In 1994, Troller began building tough rally-raid 4x4s for local motor sport events. A road-going version, the T4, went on sale in 1997. A decade later, the success of the vehicle and local attachment to the brand led Ford of Brazil to purchase the company.
After the acquisition, the Troller factory was upgraded, while the existing T4 was reengineered to accept Ford-sourced parts. But the real influence of its new owners is only just becoming obvious, with the first Ford-designed model being launched.
Since 2007, Ford of Brazil's design team has been developing the brand identity of Troller. It wasn't until the 2012 Sao Paulo motor show, when the TR-X concept was shown, that we got an idea of the evolutionary nature of the design that had been adopted.

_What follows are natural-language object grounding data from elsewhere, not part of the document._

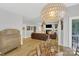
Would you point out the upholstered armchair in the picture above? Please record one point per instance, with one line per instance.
(9, 39)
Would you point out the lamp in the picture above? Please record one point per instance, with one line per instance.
(53, 12)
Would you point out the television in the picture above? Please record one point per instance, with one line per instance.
(48, 26)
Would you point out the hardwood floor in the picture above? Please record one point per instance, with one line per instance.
(30, 45)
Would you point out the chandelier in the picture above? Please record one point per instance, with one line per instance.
(53, 12)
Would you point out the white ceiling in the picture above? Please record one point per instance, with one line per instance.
(29, 10)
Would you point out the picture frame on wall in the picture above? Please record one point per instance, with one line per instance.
(28, 27)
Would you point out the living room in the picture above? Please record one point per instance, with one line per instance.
(28, 27)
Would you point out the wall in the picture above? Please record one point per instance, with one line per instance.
(31, 22)
(10, 20)
(71, 12)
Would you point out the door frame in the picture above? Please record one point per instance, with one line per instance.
(70, 29)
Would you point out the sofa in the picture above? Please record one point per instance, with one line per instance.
(9, 39)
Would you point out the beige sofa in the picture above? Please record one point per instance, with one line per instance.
(9, 39)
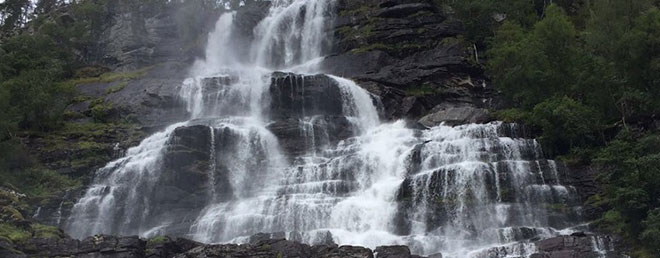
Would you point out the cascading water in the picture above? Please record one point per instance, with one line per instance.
(227, 173)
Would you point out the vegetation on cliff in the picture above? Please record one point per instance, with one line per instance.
(585, 74)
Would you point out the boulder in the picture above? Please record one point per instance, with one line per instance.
(398, 251)
(455, 114)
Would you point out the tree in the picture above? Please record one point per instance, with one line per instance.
(530, 67)
(13, 14)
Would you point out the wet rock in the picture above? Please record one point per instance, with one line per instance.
(580, 245)
(403, 10)
(410, 54)
(392, 252)
(298, 136)
(297, 96)
(455, 114)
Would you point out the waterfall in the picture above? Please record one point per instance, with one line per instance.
(235, 169)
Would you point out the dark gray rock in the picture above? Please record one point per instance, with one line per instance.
(298, 96)
(457, 114)
(583, 245)
(398, 251)
(410, 54)
(403, 10)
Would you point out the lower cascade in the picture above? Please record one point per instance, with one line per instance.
(306, 155)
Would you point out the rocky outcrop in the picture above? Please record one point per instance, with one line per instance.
(270, 246)
(308, 112)
(410, 53)
(454, 115)
(578, 245)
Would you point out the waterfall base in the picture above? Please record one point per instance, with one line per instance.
(273, 245)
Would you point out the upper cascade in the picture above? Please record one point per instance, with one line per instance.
(272, 146)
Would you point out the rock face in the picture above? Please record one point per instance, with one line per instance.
(307, 106)
(411, 54)
(578, 245)
(269, 246)
(454, 115)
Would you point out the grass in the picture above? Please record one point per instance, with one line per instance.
(13, 233)
(44, 231)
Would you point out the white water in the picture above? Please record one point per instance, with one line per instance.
(456, 190)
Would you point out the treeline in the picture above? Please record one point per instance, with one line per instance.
(44, 46)
(586, 75)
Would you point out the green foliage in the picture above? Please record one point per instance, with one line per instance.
(532, 66)
(565, 124)
(651, 234)
(479, 19)
(579, 79)
(43, 231)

As with the Ka, the design team was mindful of the fact that Brazilian car buyers are currently fairly conservative, so the new T4, unveiled alongside the new Ka in Sao Paulo, doesn't stray too far from the original.
However, the exterior body panels are all made of plastic, allowing some graphic development, albeit made sensitively to match the expectations of Brazilian buyers.
The original Troller's design was heavily inspired by the Jeep Wrangler and the Willy's Jeep, which Ford sold in Brazil until the 1980s. When searching for an updated Troller identity, the designers started from the brand logo, extrapolating it into a couple of design features. The 'T' shape makes up the honeycomb of the grille and, more significantly, the shape of the DRG. This is highlighted by the contrasting ‘London grey' plastic, which also features on the roof and rocker to help give smoother visuals than before. The color also appears on the tailgate.
The conservative approach is adopted inside, too. Although the interior now presents the comforts and equipment of a road car, the designers have kept hard-wearing materials in the floor finish, just as a proper trail vehicle should. However, while the door cards reference the two-tone colorway of the exterior, the design of the dashboard isn't as well connected. More significantly, it lacks the impression of solidity expected on this kind of vehicle.
Like the Ford Ka launched at the same time, the T4's design is another example of Ford's low-risk approach to design in Brazil. It's one that references traditional European and North American aesthetics, but in a particularly conservative way, respecting the fact that Brazil's relatively immature car market isn't yet ready to accept more audacious designs.
But while that's the case today, we'll be keeping our eye on Ford's presence in the market and the work of its design team. Surely it's only a matter of time before the flamboyance that Brazil is internationally renowned for makes its way from the carnival and soccer pitches to the nation's roads.